Sections 1(1), 3(1)(a), 3(1)(b), 3(4), 3(6), 5(1), 5(2), 5(4)(a) & 56 Application for Invalidity failed

Points Of Interest

  • Reputation: Where a party seeks to establish a reputation in the UK based on use outside the UK, Internet sites etc then evidence to support such claims needs to be very focussed and detailed.
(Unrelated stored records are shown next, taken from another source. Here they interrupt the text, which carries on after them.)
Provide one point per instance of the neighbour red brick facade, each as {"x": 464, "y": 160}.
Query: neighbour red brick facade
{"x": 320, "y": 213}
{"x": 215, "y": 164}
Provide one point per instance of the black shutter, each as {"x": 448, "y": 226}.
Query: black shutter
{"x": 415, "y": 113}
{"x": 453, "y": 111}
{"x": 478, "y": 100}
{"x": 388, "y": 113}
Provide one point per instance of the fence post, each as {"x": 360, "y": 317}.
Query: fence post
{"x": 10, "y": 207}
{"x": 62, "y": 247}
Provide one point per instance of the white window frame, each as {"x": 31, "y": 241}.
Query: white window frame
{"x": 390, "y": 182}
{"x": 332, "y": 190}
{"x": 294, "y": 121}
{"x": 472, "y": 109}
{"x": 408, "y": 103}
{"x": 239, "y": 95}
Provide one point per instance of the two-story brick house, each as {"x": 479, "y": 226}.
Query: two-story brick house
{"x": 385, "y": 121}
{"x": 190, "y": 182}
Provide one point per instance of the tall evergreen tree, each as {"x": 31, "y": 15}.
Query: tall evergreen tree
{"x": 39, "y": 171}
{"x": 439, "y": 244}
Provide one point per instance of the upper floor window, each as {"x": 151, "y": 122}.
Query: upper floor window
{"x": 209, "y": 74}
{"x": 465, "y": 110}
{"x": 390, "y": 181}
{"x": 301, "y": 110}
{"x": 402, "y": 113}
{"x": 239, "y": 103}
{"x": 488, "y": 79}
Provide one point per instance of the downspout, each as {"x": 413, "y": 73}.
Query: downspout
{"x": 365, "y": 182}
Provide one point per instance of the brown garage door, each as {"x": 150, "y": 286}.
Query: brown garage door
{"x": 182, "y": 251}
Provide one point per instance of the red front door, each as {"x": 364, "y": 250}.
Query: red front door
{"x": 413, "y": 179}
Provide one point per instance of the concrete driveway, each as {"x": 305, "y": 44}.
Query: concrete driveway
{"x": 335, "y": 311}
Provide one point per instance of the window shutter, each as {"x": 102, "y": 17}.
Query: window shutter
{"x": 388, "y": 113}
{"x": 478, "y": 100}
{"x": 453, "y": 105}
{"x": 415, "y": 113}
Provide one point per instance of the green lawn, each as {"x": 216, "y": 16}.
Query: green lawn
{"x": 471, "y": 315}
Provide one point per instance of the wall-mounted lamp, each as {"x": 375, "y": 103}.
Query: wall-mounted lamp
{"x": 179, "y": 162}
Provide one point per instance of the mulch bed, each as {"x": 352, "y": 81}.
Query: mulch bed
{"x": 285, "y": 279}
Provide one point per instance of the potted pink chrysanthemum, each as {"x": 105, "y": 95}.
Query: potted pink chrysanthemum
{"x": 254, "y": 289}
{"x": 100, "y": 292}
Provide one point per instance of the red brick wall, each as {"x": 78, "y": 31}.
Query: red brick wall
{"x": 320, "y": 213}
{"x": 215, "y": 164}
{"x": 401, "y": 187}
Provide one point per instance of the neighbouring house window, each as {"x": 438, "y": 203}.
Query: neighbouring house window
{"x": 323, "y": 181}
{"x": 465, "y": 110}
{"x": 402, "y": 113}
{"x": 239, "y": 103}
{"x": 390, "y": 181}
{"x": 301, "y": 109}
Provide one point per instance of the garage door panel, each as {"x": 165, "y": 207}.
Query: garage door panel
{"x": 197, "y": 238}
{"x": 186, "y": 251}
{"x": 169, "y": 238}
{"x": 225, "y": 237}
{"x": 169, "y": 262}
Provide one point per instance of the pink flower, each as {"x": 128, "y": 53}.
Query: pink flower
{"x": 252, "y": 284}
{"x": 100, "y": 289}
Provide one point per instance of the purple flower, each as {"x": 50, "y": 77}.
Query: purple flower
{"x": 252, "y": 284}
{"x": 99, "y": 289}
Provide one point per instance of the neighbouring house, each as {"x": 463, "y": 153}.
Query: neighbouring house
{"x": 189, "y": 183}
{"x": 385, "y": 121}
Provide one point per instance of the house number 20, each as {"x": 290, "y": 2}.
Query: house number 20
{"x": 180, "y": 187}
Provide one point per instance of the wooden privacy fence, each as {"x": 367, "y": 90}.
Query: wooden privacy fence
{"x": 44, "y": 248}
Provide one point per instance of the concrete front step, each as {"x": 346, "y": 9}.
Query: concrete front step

The applicants stated that they have operated a restaurant under the name ALFREDO at the Epcot Center, Florida, for the past seventeen years. They have also operated a restaurant in New York since 1978 (currently closed but due to re-open in the year 2000). The applicants claimed that a great number of UK citizens visit the Epcot Center each year and claimed that some 35,000 UK citizens used their restaurant each year. The restaurant advertised in various publications, all US, and the applicants say they have had an Internet site under the name ALFREDO since 1996.

At the hearing the applicants’ representative said that he was not arguing the grounds under Sections 1(1), 3(1)(a), 3(1)(b), 3(4) and 3(6) but was not abandoning them in case they were needed on appeal. As the applicants had filed no evidence in support of the grounds under these sections, the Hearing Officer dealt with them briefly and dismissed them all.

Under Sections 5(1), 5(2), 5(4)(a), and 56 the Hearing Officer noted the applicants claims to be well known in the UK because the UK and USA are neighbouring territories which share the same language and media and have close trade relations. Attention was also drawn to the use of the Epcot Center restaurant by a significant number of UK residents. The Hearing Officer refused to accept such arguments. In his view the applicants had failed to show that they had any reputation in the UK and the claims made were not substantiated by any real evidence. Even the Internet site, which could be accessed by UK residents, clearly refers to a service which is available only in the USA. The applicant thus failed on these grounds.